21 Maar de borststukken en de rechterschenkel bood Aäron als een strekoffer aan voor het aanschijn van Jahweh, zoals Moses het bevolen had.
Quant aux poitrines et à la cuisse droite, Aaron en avait opéré le balancement devant l’Éternel, selon l’ordre de Moïse.
22 En nadat Aäron de zonde, brand en vredeoffers had opgedragen, strekte hij zijn handen uit over het volk en zegende het. Daarna daalde hij af.
Aaron étendit ses mains vers le peuple et le bénit; et il redescendit, après avoir offert l’expiatoire, l’holocauste et le rémunératoire.
23 Nu gingen Moses en Aäron de openbaringstent binnen. En zodra zij weer naar buiten waren gekomen en het volk hadden gezegend, verscheen aan heel het volk de heerlijkheid van Jahweh.

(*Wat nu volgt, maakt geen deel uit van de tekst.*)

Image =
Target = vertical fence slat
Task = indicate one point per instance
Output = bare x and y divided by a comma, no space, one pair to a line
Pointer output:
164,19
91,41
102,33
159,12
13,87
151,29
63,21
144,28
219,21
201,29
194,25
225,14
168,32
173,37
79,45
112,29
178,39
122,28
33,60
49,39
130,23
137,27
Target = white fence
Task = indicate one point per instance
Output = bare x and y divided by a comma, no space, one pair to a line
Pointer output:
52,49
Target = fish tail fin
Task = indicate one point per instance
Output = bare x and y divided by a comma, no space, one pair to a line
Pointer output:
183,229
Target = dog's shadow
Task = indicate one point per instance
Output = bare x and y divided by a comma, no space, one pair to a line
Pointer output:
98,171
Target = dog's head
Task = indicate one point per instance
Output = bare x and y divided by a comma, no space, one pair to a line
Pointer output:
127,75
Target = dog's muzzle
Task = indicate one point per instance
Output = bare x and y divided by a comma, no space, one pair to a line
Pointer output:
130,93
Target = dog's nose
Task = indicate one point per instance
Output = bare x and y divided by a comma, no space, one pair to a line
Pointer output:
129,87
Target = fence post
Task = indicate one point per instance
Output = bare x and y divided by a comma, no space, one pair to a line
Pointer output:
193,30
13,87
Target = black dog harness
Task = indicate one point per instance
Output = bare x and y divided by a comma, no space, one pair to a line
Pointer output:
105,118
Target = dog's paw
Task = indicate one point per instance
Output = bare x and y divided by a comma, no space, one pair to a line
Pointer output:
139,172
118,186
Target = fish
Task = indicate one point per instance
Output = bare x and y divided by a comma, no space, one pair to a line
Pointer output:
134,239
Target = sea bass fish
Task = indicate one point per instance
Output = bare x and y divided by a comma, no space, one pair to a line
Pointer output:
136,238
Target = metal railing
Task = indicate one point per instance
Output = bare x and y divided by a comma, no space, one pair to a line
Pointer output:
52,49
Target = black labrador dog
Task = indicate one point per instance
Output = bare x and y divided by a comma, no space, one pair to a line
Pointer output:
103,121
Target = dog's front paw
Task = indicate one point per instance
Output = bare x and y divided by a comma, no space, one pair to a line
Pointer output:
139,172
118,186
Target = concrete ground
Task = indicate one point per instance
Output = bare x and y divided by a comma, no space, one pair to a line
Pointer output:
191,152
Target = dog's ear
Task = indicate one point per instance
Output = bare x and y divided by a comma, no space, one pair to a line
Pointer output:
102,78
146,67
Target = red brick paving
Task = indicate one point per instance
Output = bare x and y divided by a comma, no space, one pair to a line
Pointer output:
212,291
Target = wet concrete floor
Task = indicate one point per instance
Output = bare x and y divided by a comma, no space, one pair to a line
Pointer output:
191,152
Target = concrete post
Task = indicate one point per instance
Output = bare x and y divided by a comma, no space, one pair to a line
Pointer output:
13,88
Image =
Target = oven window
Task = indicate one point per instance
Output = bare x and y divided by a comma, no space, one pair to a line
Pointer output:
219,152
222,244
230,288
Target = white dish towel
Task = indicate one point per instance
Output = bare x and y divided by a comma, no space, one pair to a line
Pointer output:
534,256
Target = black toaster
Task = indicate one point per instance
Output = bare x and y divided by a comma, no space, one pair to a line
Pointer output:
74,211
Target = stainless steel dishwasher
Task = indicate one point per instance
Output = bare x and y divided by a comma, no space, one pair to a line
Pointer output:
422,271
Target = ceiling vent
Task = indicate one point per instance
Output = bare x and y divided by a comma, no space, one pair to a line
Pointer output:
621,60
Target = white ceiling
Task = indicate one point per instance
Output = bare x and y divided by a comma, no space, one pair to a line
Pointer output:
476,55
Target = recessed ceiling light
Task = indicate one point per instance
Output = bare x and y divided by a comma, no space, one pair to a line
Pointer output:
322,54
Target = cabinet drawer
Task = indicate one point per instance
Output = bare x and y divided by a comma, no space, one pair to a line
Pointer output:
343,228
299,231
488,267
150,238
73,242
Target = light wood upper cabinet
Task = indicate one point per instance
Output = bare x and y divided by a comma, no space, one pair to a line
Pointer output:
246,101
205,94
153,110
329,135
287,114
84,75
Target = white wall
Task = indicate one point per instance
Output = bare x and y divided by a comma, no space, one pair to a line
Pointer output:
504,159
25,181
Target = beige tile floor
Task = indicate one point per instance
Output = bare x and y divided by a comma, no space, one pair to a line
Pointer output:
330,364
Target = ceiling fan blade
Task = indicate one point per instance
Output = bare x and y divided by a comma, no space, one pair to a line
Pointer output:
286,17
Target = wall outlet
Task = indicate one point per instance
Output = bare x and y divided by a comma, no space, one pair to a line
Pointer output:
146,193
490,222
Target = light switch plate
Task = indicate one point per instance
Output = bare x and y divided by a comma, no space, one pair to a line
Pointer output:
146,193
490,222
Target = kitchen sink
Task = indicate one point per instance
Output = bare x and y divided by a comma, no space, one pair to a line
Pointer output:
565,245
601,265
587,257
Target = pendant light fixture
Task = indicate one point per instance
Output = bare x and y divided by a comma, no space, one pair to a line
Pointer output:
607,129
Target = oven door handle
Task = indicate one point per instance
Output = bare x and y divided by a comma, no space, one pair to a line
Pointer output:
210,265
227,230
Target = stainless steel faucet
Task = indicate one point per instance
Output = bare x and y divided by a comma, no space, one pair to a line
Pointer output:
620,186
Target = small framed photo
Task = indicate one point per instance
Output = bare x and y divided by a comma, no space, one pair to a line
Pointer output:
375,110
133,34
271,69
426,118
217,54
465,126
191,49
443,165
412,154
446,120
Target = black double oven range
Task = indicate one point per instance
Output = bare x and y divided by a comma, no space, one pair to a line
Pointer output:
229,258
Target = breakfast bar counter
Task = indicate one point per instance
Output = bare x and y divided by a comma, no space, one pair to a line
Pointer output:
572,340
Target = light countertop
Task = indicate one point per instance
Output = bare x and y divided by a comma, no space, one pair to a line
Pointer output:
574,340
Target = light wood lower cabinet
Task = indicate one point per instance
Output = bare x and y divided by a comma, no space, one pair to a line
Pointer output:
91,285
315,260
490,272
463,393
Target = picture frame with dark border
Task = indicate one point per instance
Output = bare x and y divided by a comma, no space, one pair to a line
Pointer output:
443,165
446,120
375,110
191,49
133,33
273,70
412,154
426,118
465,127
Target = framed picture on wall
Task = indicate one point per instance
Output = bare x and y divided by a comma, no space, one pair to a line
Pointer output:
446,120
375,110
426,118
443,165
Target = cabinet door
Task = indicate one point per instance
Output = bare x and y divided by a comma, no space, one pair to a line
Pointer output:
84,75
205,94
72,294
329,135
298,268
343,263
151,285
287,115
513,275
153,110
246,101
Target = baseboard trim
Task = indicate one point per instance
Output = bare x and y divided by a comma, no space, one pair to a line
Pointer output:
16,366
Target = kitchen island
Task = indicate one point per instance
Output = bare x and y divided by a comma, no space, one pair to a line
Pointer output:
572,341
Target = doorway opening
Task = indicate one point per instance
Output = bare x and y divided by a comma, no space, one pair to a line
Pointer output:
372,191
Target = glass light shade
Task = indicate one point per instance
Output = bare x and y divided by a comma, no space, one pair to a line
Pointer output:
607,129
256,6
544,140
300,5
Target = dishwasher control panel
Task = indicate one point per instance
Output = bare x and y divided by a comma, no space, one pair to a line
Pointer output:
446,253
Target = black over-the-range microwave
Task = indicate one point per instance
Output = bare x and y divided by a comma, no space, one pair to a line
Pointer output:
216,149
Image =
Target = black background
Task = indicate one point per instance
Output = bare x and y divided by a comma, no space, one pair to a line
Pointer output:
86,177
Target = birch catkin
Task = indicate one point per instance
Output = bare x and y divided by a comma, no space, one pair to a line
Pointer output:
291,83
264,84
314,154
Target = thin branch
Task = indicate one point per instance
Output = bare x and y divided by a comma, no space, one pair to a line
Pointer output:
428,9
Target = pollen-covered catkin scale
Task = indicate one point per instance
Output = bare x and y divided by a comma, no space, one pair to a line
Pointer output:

Moïse et Aaron entrèrent dans la Tente d’assignation; ils ressortirent et bénirent le peuple, et la gloire du Seigneur se manifesta au peuple entier.
24 En een vuur schoot uit het aanschijn van Jahweh, dat het brandoffer met de vette stukken op het altaar verteerde. Toen het ganse volk dat zag, brak het los in gejubel en viel op zijn aangezicht neer.
Un feu s’élança de devant le Seigneur, et consuma, sur l’autel, l’holocauste et les graisses. A cette vue, tout le peuple jeta des cris de joie, et ils tombèrent sur leurs faces.